I realize that part of my food issues are really matters of the heart.  Why oh why do I feel I’m entitled to chocolate on a bad day?  Why do I think that will comfort me more than running to Jesus?  It’s me believing a lie (because you know after I pig out on chocolate I do NOT feel better.  I feel WORSE.  MUCH WORSE).  Lies, lies, lies.  Idolatry.  Those are the next steps in my journey – confronting the lies and idols that want to push into my life. 

This has been a very, very positive, rewarding experience for me.  It never felt oppressive or confining.  I actually feel more liberated and in control.  I can decide what to eat and what not to eat.  I can make choices that make me feel wonderful or icky.  And if I do make a bad decision it only takes one more good decision to put me right back on track.  I don’t want food to have so much power in my life.  I feel like I’ve taken that power back and now I get to decide what to allow back into my body and how often.

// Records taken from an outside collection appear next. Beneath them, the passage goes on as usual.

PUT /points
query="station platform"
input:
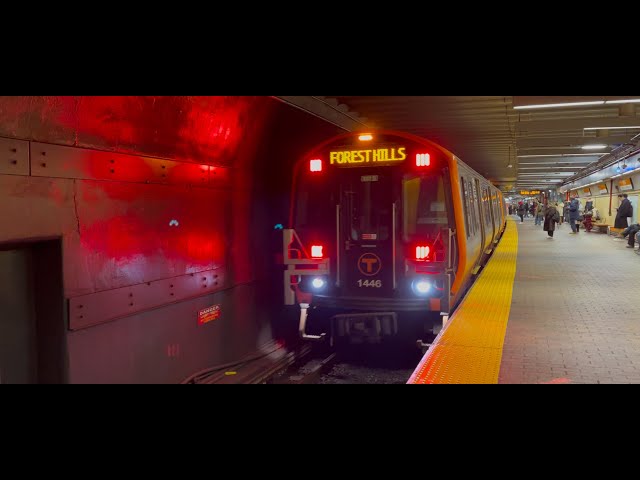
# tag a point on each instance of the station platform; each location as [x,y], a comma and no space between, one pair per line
[561,310]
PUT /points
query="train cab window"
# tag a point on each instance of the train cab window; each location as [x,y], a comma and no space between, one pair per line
[367,201]
[424,206]
[311,209]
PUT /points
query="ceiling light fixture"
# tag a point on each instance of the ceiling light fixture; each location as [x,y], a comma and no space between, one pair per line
[559,155]
[631,100]
[554,105]
[612,128]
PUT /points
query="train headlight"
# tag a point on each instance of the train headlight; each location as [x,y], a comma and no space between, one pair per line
[318,283]
[421,287]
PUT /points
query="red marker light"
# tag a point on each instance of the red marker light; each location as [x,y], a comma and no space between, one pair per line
[422,252]
[423,159]
[315,165]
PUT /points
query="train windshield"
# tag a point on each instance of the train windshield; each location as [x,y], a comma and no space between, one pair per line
[367,200]
[425,206]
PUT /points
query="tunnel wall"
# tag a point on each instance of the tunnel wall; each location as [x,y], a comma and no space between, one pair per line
[160,205]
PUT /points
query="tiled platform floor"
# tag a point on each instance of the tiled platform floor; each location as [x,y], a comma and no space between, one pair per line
[575,313]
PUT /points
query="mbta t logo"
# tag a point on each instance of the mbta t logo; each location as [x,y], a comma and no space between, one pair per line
[369,264]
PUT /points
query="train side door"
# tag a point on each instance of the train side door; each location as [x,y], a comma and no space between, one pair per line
[368,224]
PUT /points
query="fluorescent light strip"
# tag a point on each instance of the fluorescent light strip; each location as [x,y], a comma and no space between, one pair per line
[631,100]
[562,155]
[612,128]
[554,105]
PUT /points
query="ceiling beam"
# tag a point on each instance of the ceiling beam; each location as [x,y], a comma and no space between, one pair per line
[327,109]
[575,124]
[570,141]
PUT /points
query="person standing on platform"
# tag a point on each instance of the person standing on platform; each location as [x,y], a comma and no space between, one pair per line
[521,211]
[539,212]
[574,214]
[551,217]
[624,210]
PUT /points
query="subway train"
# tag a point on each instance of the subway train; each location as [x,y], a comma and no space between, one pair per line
[387,231]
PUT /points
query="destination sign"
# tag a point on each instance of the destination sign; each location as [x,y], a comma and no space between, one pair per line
[379,155]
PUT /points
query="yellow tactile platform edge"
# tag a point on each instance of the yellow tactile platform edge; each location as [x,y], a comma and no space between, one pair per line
[469,349]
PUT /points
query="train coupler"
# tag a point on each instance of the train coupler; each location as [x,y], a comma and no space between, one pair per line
[302,327]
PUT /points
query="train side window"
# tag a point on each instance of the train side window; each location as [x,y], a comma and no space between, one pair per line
[486,200]
[425,206]
[474,206]
[465,204]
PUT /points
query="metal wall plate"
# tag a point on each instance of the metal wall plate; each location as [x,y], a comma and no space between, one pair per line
[94,309]
[70,162]
[14,157]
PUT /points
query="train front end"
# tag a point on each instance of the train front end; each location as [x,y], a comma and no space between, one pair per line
[370,251]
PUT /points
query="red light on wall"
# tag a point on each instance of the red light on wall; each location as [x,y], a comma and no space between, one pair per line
[423,159]
[422,252]
[315,165]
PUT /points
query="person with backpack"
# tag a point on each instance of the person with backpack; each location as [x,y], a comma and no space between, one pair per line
[551,217]
[574,215]
[624,210]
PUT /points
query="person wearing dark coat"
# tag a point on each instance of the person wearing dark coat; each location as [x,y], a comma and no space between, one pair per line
[574,214]
[521,212]
[551,217]
[624,210]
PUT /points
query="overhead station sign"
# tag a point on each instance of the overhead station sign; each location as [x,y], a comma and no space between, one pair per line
[625,184]
[355,158]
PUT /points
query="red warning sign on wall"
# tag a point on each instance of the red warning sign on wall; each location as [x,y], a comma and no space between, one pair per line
[208,314]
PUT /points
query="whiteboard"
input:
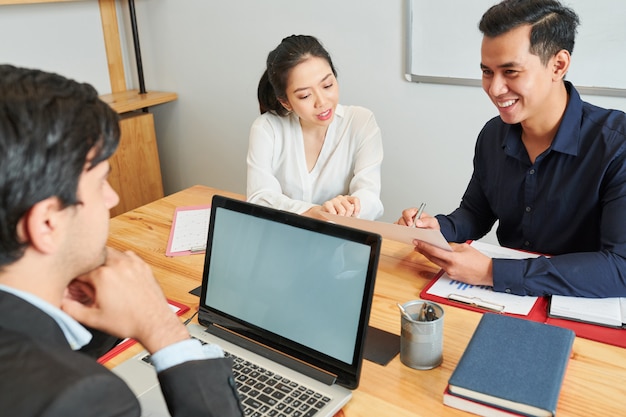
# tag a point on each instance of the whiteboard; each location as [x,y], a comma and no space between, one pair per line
[443,43]
[65,38]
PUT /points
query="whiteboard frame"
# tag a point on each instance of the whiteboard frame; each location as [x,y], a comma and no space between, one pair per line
[474,82]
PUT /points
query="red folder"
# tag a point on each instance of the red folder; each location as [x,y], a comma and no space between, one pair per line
[539,312]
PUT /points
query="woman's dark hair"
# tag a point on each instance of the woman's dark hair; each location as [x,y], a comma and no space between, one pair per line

Oh and I’ve lost a couple pounds too.  I don’t really need to lose weight.  I’m already below my pre-pregnancy weight but any additional weight loss is fine with me since I’m of the thinking that there’s no such thing as “too skinny” ;) but my main concern is to be healthy and not to set food up as an idol in my life.  Those are of much greater worth than a dress size or a number on a scale.